Verslag plenaire vergadering
Verslag
De heer Van Hauthem heeft het woord.
Minister, dat er een probleem was en dat het Lambermontakkoord nog niet afgerond was inzake de overdracht van het patrimonium, wisten we. Het meest tot de verbeelding sprekende voorbeeld op dat vlak is de plantentuin van Meise, waar al sinds 2001 vragen over worden gesteld in dit parlement. Dat is in feite een kafkaiaanse toestand.
De heer Roegiers, ere wie ere toekomt, is blijkbaar een en ander gaan uitpluizen en komt tot een lijst van 31 dossiers die nog altijd niet rond zijn.

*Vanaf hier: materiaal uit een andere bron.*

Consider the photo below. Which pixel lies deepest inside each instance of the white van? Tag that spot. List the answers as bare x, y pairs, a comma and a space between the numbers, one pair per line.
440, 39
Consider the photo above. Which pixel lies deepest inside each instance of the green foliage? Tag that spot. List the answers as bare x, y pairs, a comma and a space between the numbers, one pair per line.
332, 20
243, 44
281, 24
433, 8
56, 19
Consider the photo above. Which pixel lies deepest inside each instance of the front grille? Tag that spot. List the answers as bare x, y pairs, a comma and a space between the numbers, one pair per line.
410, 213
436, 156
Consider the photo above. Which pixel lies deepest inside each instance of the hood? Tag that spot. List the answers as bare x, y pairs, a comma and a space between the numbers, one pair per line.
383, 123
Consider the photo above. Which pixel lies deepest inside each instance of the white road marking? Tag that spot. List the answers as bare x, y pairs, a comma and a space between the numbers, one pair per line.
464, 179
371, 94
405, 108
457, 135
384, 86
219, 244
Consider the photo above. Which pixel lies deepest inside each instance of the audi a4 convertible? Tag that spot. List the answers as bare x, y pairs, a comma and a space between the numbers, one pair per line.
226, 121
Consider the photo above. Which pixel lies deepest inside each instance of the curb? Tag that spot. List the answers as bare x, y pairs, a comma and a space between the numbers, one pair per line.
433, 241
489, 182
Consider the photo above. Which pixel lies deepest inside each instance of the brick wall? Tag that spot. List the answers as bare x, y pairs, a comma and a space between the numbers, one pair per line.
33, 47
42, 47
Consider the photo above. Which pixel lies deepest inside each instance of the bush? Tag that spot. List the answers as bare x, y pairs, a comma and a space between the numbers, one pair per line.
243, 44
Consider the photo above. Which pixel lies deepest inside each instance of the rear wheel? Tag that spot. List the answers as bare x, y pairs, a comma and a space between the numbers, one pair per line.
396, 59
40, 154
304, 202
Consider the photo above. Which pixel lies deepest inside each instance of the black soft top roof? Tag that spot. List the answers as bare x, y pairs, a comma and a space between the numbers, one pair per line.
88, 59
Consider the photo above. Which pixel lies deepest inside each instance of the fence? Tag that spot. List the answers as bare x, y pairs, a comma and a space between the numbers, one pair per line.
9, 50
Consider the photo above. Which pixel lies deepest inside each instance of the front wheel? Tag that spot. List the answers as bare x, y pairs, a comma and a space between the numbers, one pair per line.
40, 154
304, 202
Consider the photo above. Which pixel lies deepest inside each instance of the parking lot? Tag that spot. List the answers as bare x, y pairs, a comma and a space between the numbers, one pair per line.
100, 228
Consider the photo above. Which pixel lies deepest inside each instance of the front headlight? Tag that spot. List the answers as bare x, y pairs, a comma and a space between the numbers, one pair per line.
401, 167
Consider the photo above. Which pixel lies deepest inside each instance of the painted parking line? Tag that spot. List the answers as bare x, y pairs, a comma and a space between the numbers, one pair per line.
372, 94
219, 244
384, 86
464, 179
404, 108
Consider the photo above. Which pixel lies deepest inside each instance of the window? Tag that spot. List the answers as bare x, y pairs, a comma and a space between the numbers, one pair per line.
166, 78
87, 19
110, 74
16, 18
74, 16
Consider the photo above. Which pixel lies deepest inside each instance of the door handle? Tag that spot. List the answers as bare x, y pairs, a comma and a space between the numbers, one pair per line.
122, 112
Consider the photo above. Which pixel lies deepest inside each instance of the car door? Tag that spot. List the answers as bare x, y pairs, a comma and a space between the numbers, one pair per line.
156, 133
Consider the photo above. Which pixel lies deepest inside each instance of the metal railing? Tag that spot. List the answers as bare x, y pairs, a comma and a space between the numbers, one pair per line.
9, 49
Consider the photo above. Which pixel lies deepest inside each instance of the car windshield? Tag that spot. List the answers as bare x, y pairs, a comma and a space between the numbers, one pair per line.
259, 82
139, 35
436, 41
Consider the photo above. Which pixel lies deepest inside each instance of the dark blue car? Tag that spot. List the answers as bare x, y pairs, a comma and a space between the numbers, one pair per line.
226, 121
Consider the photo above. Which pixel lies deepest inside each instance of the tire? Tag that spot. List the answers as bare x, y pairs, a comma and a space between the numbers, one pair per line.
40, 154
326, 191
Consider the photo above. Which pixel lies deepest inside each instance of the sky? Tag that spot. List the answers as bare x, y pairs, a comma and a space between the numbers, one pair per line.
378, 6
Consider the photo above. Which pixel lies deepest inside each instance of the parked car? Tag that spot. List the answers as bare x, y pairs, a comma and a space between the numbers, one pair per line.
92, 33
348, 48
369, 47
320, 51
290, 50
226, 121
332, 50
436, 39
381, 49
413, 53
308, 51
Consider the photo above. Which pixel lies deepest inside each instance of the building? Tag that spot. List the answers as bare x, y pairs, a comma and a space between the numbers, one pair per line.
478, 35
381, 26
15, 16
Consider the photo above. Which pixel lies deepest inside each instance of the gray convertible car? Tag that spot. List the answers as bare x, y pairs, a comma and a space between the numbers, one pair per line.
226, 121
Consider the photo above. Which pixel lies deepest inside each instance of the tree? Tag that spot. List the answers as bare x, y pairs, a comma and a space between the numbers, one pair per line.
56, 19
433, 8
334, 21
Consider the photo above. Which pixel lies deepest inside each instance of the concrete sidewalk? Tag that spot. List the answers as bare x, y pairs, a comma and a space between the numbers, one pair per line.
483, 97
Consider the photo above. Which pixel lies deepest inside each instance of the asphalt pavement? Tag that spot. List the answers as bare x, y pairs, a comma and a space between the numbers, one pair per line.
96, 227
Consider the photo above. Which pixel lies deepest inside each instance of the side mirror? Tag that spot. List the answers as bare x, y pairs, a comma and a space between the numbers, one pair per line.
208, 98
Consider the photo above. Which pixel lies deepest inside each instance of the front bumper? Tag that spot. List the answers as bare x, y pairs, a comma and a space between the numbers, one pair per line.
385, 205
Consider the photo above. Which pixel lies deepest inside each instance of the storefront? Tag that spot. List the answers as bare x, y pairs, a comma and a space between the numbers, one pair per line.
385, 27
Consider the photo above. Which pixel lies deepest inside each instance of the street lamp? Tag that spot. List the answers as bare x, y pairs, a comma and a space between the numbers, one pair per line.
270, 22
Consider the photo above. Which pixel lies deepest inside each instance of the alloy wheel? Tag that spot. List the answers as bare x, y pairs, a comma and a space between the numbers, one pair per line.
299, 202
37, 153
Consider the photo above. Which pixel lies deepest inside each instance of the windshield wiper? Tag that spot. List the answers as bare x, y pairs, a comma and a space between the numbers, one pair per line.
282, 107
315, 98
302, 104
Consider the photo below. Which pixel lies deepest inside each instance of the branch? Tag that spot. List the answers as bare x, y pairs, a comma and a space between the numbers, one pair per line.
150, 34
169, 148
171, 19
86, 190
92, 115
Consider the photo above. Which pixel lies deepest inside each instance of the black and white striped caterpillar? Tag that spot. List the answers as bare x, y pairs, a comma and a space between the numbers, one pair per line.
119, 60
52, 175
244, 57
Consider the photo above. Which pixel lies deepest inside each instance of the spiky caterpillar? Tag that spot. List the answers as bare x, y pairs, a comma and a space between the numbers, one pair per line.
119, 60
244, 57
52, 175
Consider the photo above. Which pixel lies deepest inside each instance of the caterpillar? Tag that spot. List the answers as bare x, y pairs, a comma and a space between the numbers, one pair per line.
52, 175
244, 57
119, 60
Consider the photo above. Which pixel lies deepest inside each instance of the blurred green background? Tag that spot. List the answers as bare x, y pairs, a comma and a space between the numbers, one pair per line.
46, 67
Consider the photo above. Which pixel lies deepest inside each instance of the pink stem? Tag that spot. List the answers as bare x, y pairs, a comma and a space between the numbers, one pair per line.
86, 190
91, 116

Wat mij stoort in de berichtgeving, minister, is dat de werkgroep die zich bezighoudt met de overdracht van de gebouwen, niet meer is samengekomen sinds juni 2008. Ook de Vlaamse overheid ziet geen reden om op dit ogenblik nog initiatieven te nemen omdat die blijkbaar niet zinvol zouden zijn. Minister, u hebt ons een assertief beleid beloofd.
Als dit klopt, is niet alleen de plantentuin van Meise kafkaiaans, maar de hele situatie. Wat zijn de volgende stappen in het assertief beleid dat u ons hebt beloofd, om eindelijk schot in de zaak te krijgen?
Minister Bourgeois heeft het woord.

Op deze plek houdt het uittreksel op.